Ce blogue a pour but de vous faire part de mes recherches, bien modeste, sur l’histoire de Vèbre et de sa région. Mais aussi de mettre en ligne un peu d’histoire des plantes du jardin botanique de Marseille; mon lieu de résidence. Le tout agrémenté de photographie et d’autres textes.

Publié le par Ponpon de Pey
Publié dans : #histoire Marseille

 

 

 

Une sortie de pêche dramatique

 

L'année 1842 à été fortement touchée par les orages violants  dans tous le midi et des tornades ,dans l'Aude;

 

gravures sources

Tartane, pour la pêche sur les côtes de Provence et d'Italie ; Leyts, bateau plat de Provence pour le transport des marchandises en rade à bord des vaisseaux;

http://gallica.bnf.fr/ark:/12148/btv1b84543459/f17.highres

dans recueil des vues de tous les différents bastiments de la mer …1710

 

  Source du récit

 Bulletin de la société statistique de Marseille année 1842

disponible sur gallica (BNF) et sur books google (gratuit) 

 

Quelques mots sur l’orage du 11Juin 1842, à Marseille

— Bateau frappé par la foudre; par M. Natte, membre actif.

 

Le 11juin 1842, la matinée était belle, un léger vent d’ouest tempérait une atmosphère tiède et transparente. La mer était calme; quelques bouffées d’un vent chaud et lourd interrompaient seulement à de longs intervalles, la monotonie, la pureté de l’air et ridaient à peine la surface des eaux. Tout promettait une de ces limpides et harmonieuses journées dont le ciel de la Provence est si souvent gratifié.

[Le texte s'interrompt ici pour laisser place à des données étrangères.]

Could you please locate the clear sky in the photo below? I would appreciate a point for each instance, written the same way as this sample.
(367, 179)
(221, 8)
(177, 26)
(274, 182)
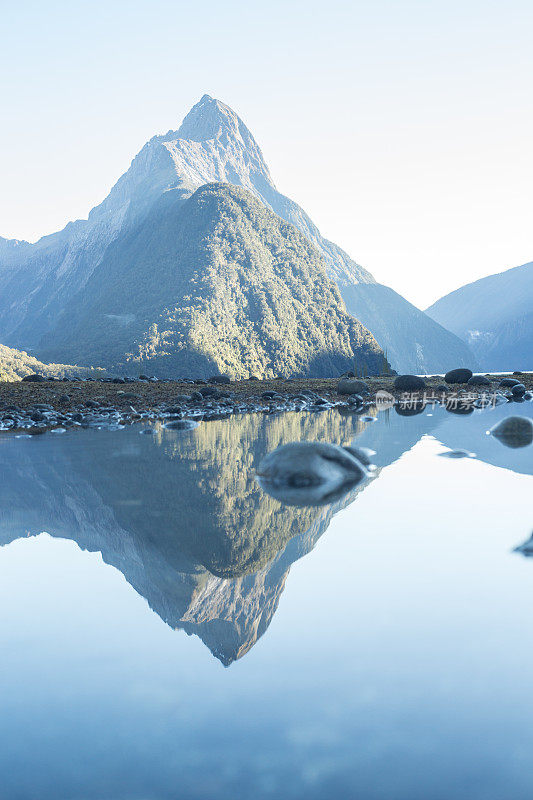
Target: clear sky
(403, 127)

                Aussi, dans une campagne voisine de la Madrague de la ville, à demi lieue de Marseille, quelques jeunes hommes au cœur gai, a l’humour joviale, préparaient avec ardeur, sans inquiétude de l’avenir , tout le matériel d’une partie  de pêche.

 

Vers les onze heures du matin, une brise amena des nuages qui, en passant sur la ville, laissèrent échapper quelques ondées de leur sein.

                Ces nuages s’évanouirent rapidement dans l’Est, et ce léger contretemps, au lieu de ralentir les préparatifs de nos amateurs de pêche, les fit hâter davantage à s’embarquer  sur une mer magnifique dans laquelle se reflétaient les riches couleurs d’un horizon radieux.

                Trois bateaux composaient cette petite division.

                Le premier, gros bateau demi ponté, à voile latine, de ceux qu’on appelle en Provence pouarto peï, porte poisson, était monté de dix hommes; c’étaient les nommés Bertrand, Escalon, Barraiy, Lanoë, Bonnifay, Silvy, Challaud, Carle, Gardair et Moulet, et il était armé de filets et

vivres nécessaires à deux jours de navigation.

                Les deux autres plus petits étaient, l’un monté de quatre hommes : Grolant, Schnell, Th Jh Demart et Jh Lantelme ou Lanteaume, et l’autre remorqué à la suite d’un gros bateau.

                A une heure après midi, favorisés par un vent d’Ouest petit frais, on dé ploya les voiles et on fit route. De fois autres le vent cessait et un calme contrariant venait amollir la voile qui retombait faible et flottante. Durant les intervalles de calme, les avirons servaient à faire avancer lentement  les bateaux qui, dans deux heures, n’avaient pas fait plus d’une lieue et se trouvaient seulement à la hauteur d'Endoume.

                Quelques averses intermittentes avaient bien engage les voyageurs du petit bateau à chercher un abri à terre; mais la grande barque continuant toujours sa route les avait forcé à la suivre.

Au nord et au sud, d’immenses montagnes de nuages noirs et compactes, déchirés par des éclairs rapides et fréquents, se dirigeaient poussés par des Vents Contraires et avec une égale vitesse, vers le zénith de la ville : là devait,  nécessairement s’opérer leur rencontre.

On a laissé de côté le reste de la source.